Monterey Park voters approve first US citywide data center ban
A small city just east of Los Angeles just did something no American city has done before: it told data centers to stay out, permanently. Monterey Park voters approved Measure NDC on June 2 with 86.27% support, a margin so lopsided it barely qualifies as a contest. The final tally was 6,316 yes votes to 1,005 no votes. The measure bans all data center development within city limits unless future voters decide to reverse it.
What triggered the ban The story starts with a proposal from Australian developer DigiCo Infrastructure REIT, which pitched a 247,000-square-foot data center facility in the city. Opponents argued the project would triple Monterey Park's electricity consumption. In a city of roughly 60,000 people, that claim hit hard. Public pushback was immediate and fierce. In January 2026, the city council enacted a temporary moratorium on data center development while it figured out next steps. By March, the council had unanimously voted to put a permanent ban on the ballot.

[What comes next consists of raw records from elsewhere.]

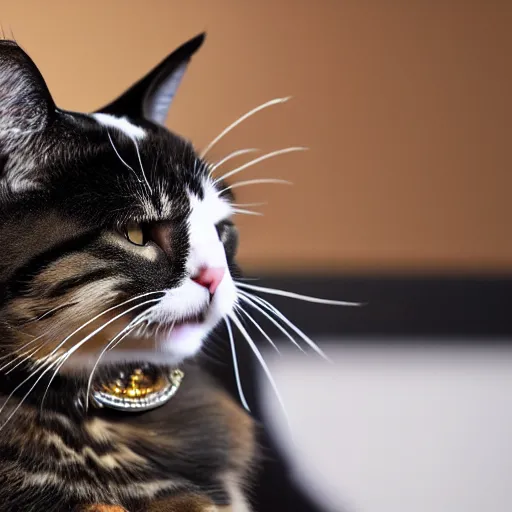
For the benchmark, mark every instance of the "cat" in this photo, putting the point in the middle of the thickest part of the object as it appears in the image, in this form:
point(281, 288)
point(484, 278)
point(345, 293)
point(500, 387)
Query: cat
point(112, 229)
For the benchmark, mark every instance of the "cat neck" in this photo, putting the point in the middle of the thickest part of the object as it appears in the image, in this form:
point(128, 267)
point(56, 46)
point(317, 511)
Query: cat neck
point(74, 392)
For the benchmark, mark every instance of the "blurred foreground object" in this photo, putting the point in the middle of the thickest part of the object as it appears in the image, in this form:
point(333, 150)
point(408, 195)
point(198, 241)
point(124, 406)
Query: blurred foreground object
point(397, 428)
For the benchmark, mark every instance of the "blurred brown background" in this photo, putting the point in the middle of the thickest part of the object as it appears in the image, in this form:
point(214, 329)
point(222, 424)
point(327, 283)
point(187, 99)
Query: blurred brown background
point(405, 105)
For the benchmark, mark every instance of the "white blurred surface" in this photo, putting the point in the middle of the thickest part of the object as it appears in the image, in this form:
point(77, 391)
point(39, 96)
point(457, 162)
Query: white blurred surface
point(389, 429)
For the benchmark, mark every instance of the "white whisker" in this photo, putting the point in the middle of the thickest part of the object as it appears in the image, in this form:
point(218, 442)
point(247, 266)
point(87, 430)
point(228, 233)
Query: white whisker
point(298, 296)
point(258, 160)
point(120, 157)
point(291, 325)
point(52, 364)
point(242, 211)
point(76, 346)
point(244, 205)
point(235, 366)
point(239, 152)
point(62, 343)
point(253, 182)
point(140, 163)
point(73, 349)
point(117, 338)
point(240, 120)
point(262, 362)
point(263, 333)
point(30, 353)
point(250, 299)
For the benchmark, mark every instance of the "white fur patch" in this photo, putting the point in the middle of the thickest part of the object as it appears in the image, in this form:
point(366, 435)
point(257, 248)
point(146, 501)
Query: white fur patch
point(206, 250)
point(120, 123)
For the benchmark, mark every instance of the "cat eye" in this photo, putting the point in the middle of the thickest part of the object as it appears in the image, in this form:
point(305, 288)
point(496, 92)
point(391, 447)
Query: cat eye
point(135, 234)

The bigger picture for crypto and AI infrastructure Monterey Park isn't an isolated case. Multiple localities have already taken aim at energy-intensive computing operations. Fort Worth, Texas, and Canton, North Carolina, are among the communities that have enacted restrictions targeting data centers and crypto mining facilities. The common thread is always the same: electricity demand, noise, environmental impact, and the question of whether a handful of jobs justifies the strain on local infrastructure. For an industry that likes to preach decentralization, getting voted out by neighborhood consensus is a quietly on-brand outcome.
What this means for investors The immediate market impact of one city's ban is minimal. Monterey Park was never going to be a hub for crypto mining or hyperscale computing. But the precedent matters enormously. The Monterey Park ban was driven by a voter initiative, not a top-down regulatory action. That means it's sticky. Repealing it requires another public vote, which creates a durable barrier that industry lobbying alone can't easily overcome. Other communities watching this result now have a proven template for doing the same thing.